Cuomo insisted early Sunday that he continues to focus on the state’s response to COVID-19 and the vaccination effort, saying the allegations will not “distract him.”

“I was elected by the people of the state, not by politicians,” Cuomo told reporters Sunday. “I’m not going to resign on charges. The premise of resigning on charges is actually undemocratic.”

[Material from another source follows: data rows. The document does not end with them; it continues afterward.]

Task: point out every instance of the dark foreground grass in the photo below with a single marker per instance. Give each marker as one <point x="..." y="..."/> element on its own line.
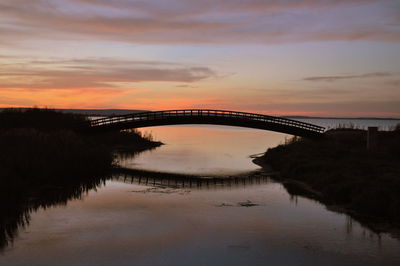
<point x="45" y="160"/>
<point x="365" y="183"/>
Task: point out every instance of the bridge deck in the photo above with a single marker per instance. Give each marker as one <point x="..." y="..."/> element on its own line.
<point x="206" y="116"/>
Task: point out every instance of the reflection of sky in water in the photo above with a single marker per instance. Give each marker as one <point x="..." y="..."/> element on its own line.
<point x="120" y="225"/>
<point x="204" y="149"/>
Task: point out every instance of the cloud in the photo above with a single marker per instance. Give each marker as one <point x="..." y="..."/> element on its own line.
<point x="199" y="22"/>
<point x="343" y="77"/>
<point x="94" y="73"/>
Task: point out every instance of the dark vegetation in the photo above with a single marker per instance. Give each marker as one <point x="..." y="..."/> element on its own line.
<point x="46" y="158"/>
<point x="344" y="174"/>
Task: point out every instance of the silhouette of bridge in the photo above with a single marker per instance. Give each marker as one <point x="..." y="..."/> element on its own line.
<point x="206" y="116"/>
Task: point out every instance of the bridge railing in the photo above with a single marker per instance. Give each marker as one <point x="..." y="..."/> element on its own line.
<point x="145" y="116"/>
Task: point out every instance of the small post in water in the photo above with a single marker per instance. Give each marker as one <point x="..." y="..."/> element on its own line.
<point x="371" y="137"/>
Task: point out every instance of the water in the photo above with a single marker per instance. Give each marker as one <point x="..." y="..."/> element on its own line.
<point x="165" y="220"/>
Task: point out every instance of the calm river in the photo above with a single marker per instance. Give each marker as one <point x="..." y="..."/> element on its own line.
<point x="134" y="220"/>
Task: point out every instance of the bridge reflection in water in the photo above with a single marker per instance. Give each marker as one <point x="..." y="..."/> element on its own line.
<point x="172" y="180"/>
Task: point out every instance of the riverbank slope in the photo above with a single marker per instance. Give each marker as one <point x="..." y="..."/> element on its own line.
<point x="339" y="171"/>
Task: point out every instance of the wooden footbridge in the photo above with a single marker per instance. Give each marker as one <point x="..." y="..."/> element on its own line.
<point x="206" y="116"/>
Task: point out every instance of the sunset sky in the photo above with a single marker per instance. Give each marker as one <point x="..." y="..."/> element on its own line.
<point x="321" y="58"/>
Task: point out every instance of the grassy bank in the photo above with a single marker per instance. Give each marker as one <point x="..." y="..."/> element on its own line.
<point x="339" y="171"/>
<point x="40" y="144"/>
<point x="46" y="160"/>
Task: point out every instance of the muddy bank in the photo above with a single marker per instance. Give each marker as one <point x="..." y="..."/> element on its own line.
<point x="340" y="172"/>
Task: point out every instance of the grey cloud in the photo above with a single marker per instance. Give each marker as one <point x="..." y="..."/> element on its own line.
<point x="198" y="22"/>
<point x="95" y="73"/>
<point x="343" y="77"/>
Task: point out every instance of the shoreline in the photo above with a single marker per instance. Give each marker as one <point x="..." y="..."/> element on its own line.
<point x="298" y="180"/>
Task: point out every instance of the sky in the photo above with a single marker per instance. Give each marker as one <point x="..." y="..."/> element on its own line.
<point x="283" y="57"/>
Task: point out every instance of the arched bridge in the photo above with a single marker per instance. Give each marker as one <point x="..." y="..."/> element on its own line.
<point x="205" y="116"/>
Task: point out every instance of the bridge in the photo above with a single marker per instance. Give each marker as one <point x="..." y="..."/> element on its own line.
<point x="206" y="116"/>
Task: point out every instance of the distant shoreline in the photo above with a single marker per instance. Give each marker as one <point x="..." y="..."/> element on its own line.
<point x="108" y="112"/>
<point x="339" y="171"/>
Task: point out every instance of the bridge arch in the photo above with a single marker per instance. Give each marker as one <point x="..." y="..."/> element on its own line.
<point x="206" y="116"/>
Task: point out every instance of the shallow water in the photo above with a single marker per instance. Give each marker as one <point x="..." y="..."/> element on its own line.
<point x="134" y="220"/>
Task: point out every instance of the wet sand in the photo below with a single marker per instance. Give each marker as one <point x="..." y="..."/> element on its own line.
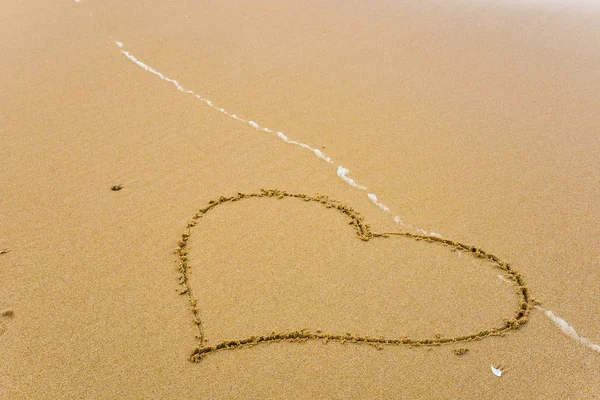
<point x="473" y="122"/>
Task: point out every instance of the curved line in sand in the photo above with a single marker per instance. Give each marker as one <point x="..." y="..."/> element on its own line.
<point x="342" y="172"/>
<point x="363" y="232"/>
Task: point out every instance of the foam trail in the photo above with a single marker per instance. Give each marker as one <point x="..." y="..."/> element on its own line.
<point x="569" y="330"/>
<point x="563" y="325"/>
<point x="341" y="171"/>
<point x="373" y="198"/>
<point x="210" y="104"/>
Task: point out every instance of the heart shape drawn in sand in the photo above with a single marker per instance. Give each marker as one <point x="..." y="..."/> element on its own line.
<point x="363" y="232"/>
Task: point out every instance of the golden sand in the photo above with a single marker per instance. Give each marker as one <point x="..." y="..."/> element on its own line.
<point x="443" y="122"/>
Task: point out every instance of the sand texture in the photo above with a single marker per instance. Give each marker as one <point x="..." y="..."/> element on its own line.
<point x="299" y="200"/>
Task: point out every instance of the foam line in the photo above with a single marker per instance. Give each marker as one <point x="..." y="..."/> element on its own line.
<point x="342" y="172"/>
<point x="568" y="329"/>
<point x="373" y="198"/>
<point x="562" y="324"/>
<point x="210" y="104"/>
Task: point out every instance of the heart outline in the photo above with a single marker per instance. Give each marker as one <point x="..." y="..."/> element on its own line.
<point x="363" y="232"/>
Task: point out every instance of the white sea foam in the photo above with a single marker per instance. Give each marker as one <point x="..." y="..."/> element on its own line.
<point x="343" y="173"/>
<point x="210" y="104"/>
<point x="569" y="330"/>
<point x="373" y="198"/>
<point x="562" y="324"/>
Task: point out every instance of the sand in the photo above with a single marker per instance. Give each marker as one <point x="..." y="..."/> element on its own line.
<point x="457" y="123"/>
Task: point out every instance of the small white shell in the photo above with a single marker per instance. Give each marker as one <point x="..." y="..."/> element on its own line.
<point x="496" y="371"/>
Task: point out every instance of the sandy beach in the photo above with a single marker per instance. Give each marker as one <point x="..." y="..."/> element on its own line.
<point x="281" y="200"/>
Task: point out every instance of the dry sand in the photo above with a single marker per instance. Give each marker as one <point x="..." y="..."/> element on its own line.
<point x="475" y="120"/>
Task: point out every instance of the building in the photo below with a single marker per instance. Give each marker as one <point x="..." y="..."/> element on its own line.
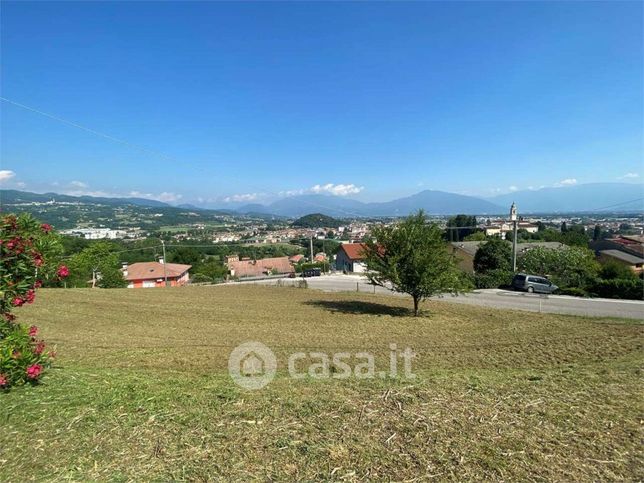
<point x="295" y="259"/>
<point x="153" y="274"/>
<point x="634" y="262"/>
<point x="501" y="228"/>
<point x="465" y="251"/>
<point x="260" y="268"/>
<point x="633" y="244"/>
<point x="350" y="258"/>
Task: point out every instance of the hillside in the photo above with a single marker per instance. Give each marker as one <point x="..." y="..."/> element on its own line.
<point x="14" y="196"/>
<point x="433" y="202"/>
<point x="317" y="220"/>
<point x="154" y="401"/>
<point x="64" y="212"/>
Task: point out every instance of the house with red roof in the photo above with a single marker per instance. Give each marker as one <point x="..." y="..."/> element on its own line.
<point x="154" y="274"/>
<point x="260" y="268"/>
<point x="350" y="258"/>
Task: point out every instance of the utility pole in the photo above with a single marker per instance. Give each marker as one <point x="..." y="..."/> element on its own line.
<point x="513" y="219"/>
<point x="165" y="273"/>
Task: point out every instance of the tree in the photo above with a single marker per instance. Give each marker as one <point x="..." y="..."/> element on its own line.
<point x="495" y="254"/>
<point x="476" y="236"/>
<point x="185" y="256"/>
<point x="597" y="233"/>
<point x="411" y="257"/>
<point x="97" y="262"/>
<point x="460" y="226"/>
<point x="616" y="271"/>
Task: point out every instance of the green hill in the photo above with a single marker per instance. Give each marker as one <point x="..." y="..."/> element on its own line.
<point x="317" y="220"/>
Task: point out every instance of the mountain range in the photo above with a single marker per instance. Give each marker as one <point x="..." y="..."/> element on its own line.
<point x="604" y="197"/>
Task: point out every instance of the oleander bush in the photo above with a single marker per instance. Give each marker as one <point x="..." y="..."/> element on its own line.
<point x="29" y="252"/>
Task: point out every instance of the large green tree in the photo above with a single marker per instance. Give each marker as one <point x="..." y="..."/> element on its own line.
<point x="412" y="257"/>
<point x="460" y="226"/>
<point x="100" y="262"/>
<point x="495" y="254"/>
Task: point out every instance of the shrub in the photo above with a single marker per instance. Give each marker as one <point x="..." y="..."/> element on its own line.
<point x="27" y="252"/>
<point x="571" y="267"/>
<point x="574" y="291"/>
<point x="493" y="279"/>
<point x="632" y="288"/>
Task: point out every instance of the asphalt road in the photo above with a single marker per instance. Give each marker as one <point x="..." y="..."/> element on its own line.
<point x="500" y="299"/>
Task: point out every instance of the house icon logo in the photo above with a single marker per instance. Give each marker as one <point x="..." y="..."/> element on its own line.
<point x="252" y="365"/>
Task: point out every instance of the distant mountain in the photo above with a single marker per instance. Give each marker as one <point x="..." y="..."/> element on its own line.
<point x="296" y="206"/>
<point x="433" y="202"/>
<point x="252" y="208"/>
<point x="585" y="197"/>
<point x="316" y="220"/>
<point x="14" y="196"/>
<point x="188" y="206"/>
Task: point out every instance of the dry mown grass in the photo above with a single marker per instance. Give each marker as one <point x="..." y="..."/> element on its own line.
<point x="140" y="391"/>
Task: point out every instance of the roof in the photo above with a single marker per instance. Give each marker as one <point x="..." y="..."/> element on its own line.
<point x="354" y="251"/>
<point x="257" y="268"/>
<point x="623" y="256"/>
<point x="155" y="270"/>
<point x="470" y="247"/>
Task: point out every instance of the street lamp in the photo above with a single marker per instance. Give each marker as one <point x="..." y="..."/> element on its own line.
<point x="513" y="219"/>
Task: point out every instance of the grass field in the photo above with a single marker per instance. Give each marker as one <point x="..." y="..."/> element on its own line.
<point x="140" y="391"/>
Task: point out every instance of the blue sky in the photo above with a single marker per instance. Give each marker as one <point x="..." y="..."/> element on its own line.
<point x="245" y="101"/>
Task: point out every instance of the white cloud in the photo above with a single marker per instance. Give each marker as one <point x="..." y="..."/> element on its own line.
<point x="629" y="176"/>
<point x="566" y="182"/>
<point x="6" y="175"/>
<point x="166" y="196"/>
<point x="292" y="192"/>
<point x="337" y="189"/>
<point x="241" y="198"/>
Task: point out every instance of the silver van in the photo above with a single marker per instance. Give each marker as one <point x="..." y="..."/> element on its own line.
<point x="533" y="283"/>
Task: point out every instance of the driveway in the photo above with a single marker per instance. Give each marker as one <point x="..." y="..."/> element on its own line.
<point x="496" y="298"/>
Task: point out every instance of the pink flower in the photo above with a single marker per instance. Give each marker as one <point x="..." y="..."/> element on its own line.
<point x="34" y="371"/>
<point x="63" y="271"/>
<point x="37" y="259"/>
<point x="40" y="347"/>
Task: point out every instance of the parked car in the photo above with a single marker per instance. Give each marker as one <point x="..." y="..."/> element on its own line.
<point x="533" y="283"/>
<point x="312" y="272"/>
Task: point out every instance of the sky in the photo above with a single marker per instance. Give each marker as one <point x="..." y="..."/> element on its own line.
<point x="216" y="102"/>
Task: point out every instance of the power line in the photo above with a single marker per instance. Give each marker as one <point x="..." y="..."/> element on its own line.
<point x="90" y="130"/>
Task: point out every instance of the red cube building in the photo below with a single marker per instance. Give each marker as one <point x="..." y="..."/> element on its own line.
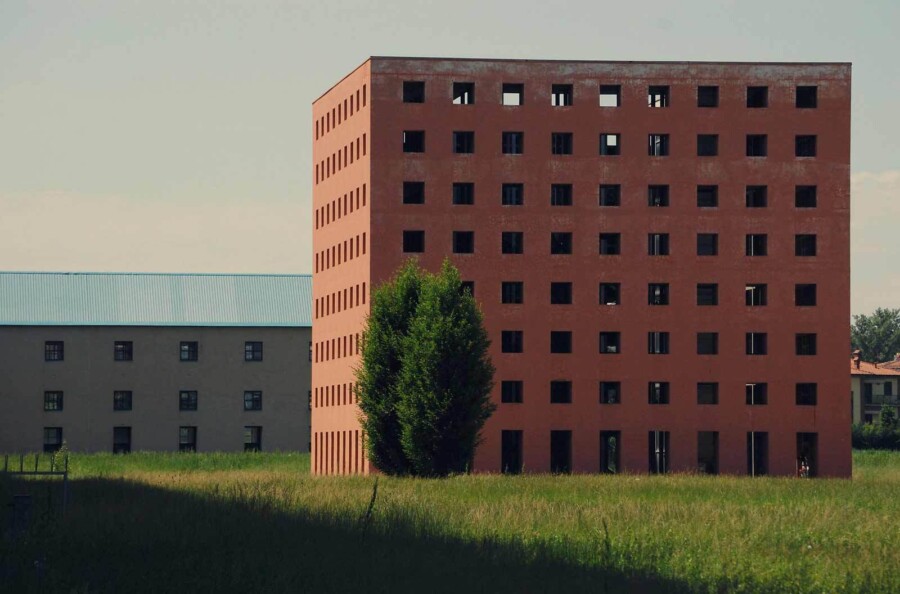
<point x="661" y="251"/>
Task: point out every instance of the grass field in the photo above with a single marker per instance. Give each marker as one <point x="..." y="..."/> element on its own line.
<point x="260" y="523"/>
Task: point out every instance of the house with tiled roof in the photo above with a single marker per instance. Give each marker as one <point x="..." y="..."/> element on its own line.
<point x="872" y="386"/>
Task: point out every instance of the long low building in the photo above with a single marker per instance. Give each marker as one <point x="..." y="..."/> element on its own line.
<point x="126" y="362"/>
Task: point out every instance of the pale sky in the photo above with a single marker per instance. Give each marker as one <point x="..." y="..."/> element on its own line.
<point x="175" y="136"/>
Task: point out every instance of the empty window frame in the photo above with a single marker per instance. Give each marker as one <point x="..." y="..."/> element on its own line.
<point x="707" y="145"/>
<point x="463" y="242"/>
<point x="707" y="393"/>
<point x="413" y="141"/>
<point x="512" y="143"/>
<point x="756" y="394"/>
<point x="707" y="96"/>
<point x="414" y="91"/>
<point x="253" y="351"/>
<point x="707" y="343"/>
<point x="413" y="192"/>
<point x="756" y="196"/>
<point x="463" y="142"/>
<point x="512" y="194"/>
<point x="805" y="145"/>
<point x="561" y="195"/>
<point x="610" y="293"/>
<point x="560" y="392"/>
<point x="463" y="193"/>
<point x="513" y="94"/>
<point x="512" y="391"/>
<point x="707" y="196"/>
<point x="757" y="97"/>
<point x="610" y="392"/>
<point x="707" y="294"/>
<point x="610" y="144"/>
<point x="123" y="350"/>
<point x="54" y="350"/>
<point x="657" y="343"/>
<point x="658" y="96"/>
<point x="610" y="244"/>
<point x="561" y="95"/>
<point x="512" y="242"/>
<point x="658" y="244"/>
<point x="511" y="341"/>
<point x="756" y="343"/>
<point x="806" y="394"/>
<point x="807" y="97"/>
<point x="252" y="400"/>
<point x="805" y="245"/>
<point x="658" y="293"/>
<point x="707" y="244"/>
<point x="610" y="343"/>
<point x="757" y="145"/>
<point x="512" y="292"/>
<point x="560" y="242"/>
<point x="658" y="393"/>
<point x="610" y="95"/>
<point x="805" y="196"/>
<point x="463" y="93"/>
<point x="53" y="401"/>
<point x="610" y="194"/>
<point x="561" y="293"/>
<point x="805" y="345"/>
<point x="413" y="242"/>
<point x="805" y="295"/>
<point x="561" y="143"/>
<point x="756" y="244"/>
<point x="658" y="145"/>
<point x="756" y="294"/>
<point x="658" y="195"/>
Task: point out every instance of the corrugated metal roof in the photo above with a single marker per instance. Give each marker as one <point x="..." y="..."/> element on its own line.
<point x="138" y="299"/>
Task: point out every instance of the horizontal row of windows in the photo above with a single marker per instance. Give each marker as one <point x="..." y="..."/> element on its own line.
<point x="658" y="195"/>
<point x="123" y="350"/>
<point x="755" y="343"/>
<point x="54" y="400"/>
<point x="658" y="451"/>
<point x="562" y="293"/>
<point x="610" y="244"/>
<point x="609" y="95"/>
<point x="610" y="144"/>
<point x="658" y="392"/>
<point x="121" y="438"/>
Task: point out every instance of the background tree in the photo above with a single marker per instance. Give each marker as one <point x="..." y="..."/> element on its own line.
<point x="446" y="378"/>
<point x="425" y="378"/>
<point x="876" y="335"/>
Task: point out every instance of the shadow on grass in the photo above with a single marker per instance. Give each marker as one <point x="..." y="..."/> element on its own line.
<point x="124" y="536"/>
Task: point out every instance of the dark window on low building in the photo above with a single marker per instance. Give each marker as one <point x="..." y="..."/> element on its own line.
<point x="463" y="242"/>
<point x="512" y="194"/>
<point x="512" y="292"/>
<point x="413" y="242"/>
<point x="707" y="343"/>
<point x="512" y="391"/>
<point x="805" y="295"/>
<point x="707" y="96"/>
<point x="414" y="91"/>
<point x="123" y="350"/>
<point x="707" y="393"/>
<point x="560" y="242"/>
<point x="707" y="196"/>
<point x="511" y="341"/>
<point x="512" y="242"/>
<point x="463" y="193"/>
<point x="413" y="192"/>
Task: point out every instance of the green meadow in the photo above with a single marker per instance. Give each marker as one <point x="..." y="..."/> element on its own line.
<point x="148" y="522"/>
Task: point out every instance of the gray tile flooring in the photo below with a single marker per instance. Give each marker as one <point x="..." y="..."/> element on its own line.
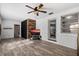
<point x="20" y="47"/>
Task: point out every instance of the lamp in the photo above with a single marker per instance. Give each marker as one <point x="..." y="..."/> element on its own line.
<point x="75" y="28"/>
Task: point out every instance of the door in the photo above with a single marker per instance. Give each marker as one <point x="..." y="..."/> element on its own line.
<point x="16" y="31"/>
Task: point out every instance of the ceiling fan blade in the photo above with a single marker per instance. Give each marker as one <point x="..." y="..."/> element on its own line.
<point x="29" y="7"/>
<point x="51" y="13"/>
<point x="40" y="6"/>
<point x="42" y="11"/>
<point x="30" y="12"/>
<point x="37" y="14"/>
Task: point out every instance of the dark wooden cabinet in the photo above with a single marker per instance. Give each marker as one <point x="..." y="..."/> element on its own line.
<point x="26" y="27"/>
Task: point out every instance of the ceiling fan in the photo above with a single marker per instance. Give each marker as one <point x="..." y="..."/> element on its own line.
<point x="36" y="9"/>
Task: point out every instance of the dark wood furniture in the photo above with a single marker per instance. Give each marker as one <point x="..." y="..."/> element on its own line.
<point x="26" y="27"/>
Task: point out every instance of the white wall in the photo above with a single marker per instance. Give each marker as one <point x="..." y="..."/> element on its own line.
<point x="65" y="39"/>
<point x="8" y="33"/>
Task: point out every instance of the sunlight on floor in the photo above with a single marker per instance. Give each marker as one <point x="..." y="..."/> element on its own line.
<point x="16" y="44"/>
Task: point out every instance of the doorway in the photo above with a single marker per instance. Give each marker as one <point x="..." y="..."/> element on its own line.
<point x="16" y="31"/>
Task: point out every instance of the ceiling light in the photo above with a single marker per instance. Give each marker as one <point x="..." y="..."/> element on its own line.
<point x="68" y="17"/>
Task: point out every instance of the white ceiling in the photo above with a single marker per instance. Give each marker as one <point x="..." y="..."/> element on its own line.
<point x="18" y="11"/>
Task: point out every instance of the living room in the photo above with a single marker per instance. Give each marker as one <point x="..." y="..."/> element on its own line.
<point x="12" y="14"/>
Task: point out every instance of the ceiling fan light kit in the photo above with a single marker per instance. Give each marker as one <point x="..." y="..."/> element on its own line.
<point x="36" y="9"/>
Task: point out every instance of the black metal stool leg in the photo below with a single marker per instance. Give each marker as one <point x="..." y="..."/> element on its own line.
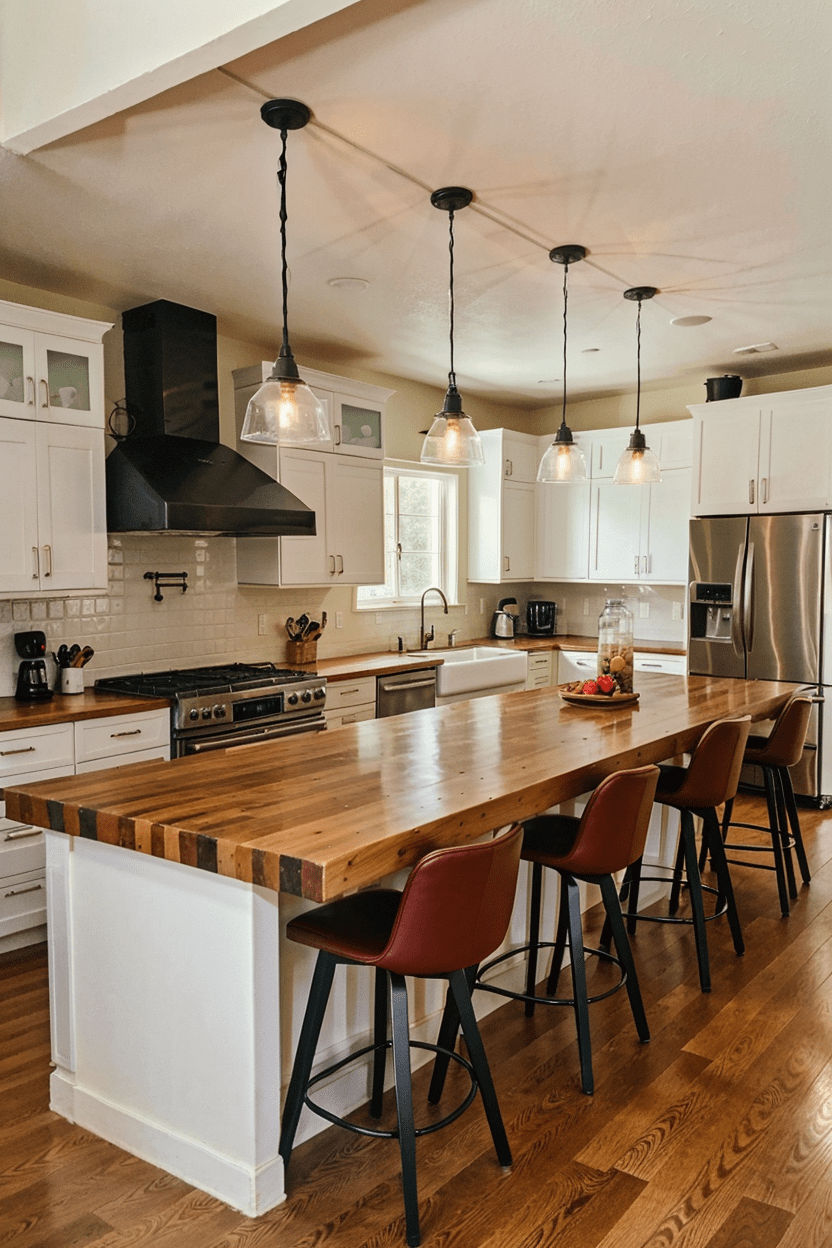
<point x="534" y="935"/>
<point x="695" y="890"/>
<point x="460" y="991"/>
<point x="625" y="954"/>
<point x="782" y="833"/>
<point x="324" y="969"/>
<point x="578" y="967"/>
<point x="379" y="1040"/>
<point x="724" y="876"/>
<point x="776" y="845"/>
<point x="797" y="836"/>
<point x="404" y="1105"/>
<point x="560" y="946"/>
<point x="447" y="1037"/>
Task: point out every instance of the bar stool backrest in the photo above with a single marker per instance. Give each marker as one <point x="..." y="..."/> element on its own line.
<point x="613" y="829"/>
<point x="785" y="745"/>
<point x="455" y="907"/>
<point x="714" y="771"/>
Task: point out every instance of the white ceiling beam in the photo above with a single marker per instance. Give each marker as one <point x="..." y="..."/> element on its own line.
<point x="65" y="64"/>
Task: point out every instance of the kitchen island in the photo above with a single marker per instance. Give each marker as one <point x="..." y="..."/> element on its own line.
<point x="175" y="1000"/>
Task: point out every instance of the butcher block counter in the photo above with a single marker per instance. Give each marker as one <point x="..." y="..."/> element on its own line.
<point x="175" y="997"/>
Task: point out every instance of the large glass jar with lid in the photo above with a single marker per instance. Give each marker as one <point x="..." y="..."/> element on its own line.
<point x="615" y="644"/>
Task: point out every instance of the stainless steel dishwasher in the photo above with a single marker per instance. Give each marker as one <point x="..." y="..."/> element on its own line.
<point x="404" y="692"/>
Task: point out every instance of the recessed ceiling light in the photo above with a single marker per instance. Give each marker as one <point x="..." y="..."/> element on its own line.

Cuomo spent the weekend communicating with state leaders and lawmakers telling them he will not resign, two people familiar with the conversations told CBS News. In phone calls, the Governor repeats what he has said publicly: Please be patient and allow an investigation overseen by New York Attorney General Letitia James to proceed.

In these conversations, Cuomo is calling for due process, saying that others who have faced similar allegations have had a chance to have investigations unfold before possible accountability, according to one of the people familiar with the approach.

Another person told CBS News that Cuomo has support across the state, “but you never know how deep or wide.”

It was unclear exactly who the governor spoke to or how many calls he made, but the list includes Stewart-Cousins ​​and other lawmakers, the two people said.

Two more women came forward Saturday with allegations that Cuomo acted inappropriately, for which five women charged him. While Cuomo said last week He was “embarrassed” and apologized for “any pain I caused him,” taking a more defiant tone Sunday. He said an alleged incident with a woman, Lindsey Boylan, “did not happen,” and said Sunday’s allegations by a former assistant, Karen Hinton, “are not true.”

One of Cuomo’s accusers, Charlotte Bennett, described him as a “textbook abuser” in an exclusive interview with “CBS Evening News” host Norah O’Donnell. Bennett alleges that on June 5, during the height of the COVID-19 pandemic in devastated New York, Cuomo asked him if he was ever intimate with an older man and said he was comfortable dating women decades younger than him. .

Text messages sent by Bennett to a friend and reviewed by CBS News commemorated his encounter with Cuomo immediately after the alleged conversation. In messages, Bennett told a friend that Cuomo “talked about age differences in relationships.”

Her friend, who checked the messages, asked, “Wait what” and “Did she do something?”

“No,” Bennett replied. “But it was as explicit as it could be.”

When asked by CBS News on Sunday if he heard about Bennett’s complaint at the time, Cuomo said no. Again he insisted that he would be awaiting the results of an investigation by Attorney General Letitia James.

“It’s not about me or the allegations against me; the attorney general can handle that. It’s about doing people’s business,” Cuomo said. “These next six months will determine the future trajectory of New York State.”

On Sunday, the editorial board of the Albany Times Union, a newspaper that endorsed Cuomo’s three campaigns for governor, said Sunday that he should resign.

But the newspaper focused on the other scandal engulfing the governor: the deaths of thousands of state residents in nursing homes during the pandemic and his administration’s alleged attempts to cover up the full scope of the problem.

“New York cannot overcome this public health crisis if New Yorkers do not know if the governor and health officials are being honest with them overnight,” the editorial board wrote.

“Today was a blow to the body, for sure,” said a state official, who was granted anonymity to speak frankly about the governor’s political position amid concerns about possible retaliation. “It’s not over until it’s over, but this was a bad 24 hours for him.”

Cuomo said he has focused on getting the state budget approved. The New York state constitution mandates that the budget be approved by April 1, and Cuomo submitted his budget in mid-January. According to Senate Majority Leader Chuck Schumer, New York will receive $ 12.5 billion in stimulus money in the recently approved federal aid package, although Cuomo had sought $ 15 billion.

“This doesn’t mean it will be an easy budget, but now it will be a possible budget,” Cuomo said.

Cuomo also announced Sunday that, with the exception of New York City, restaurants in New York State will now be able to open at 75% capacity.

Norah O’Donnell, Michael Kaplan, Julie Morse, Adam Verdugo, and Caitlin Yilek contributed to this report.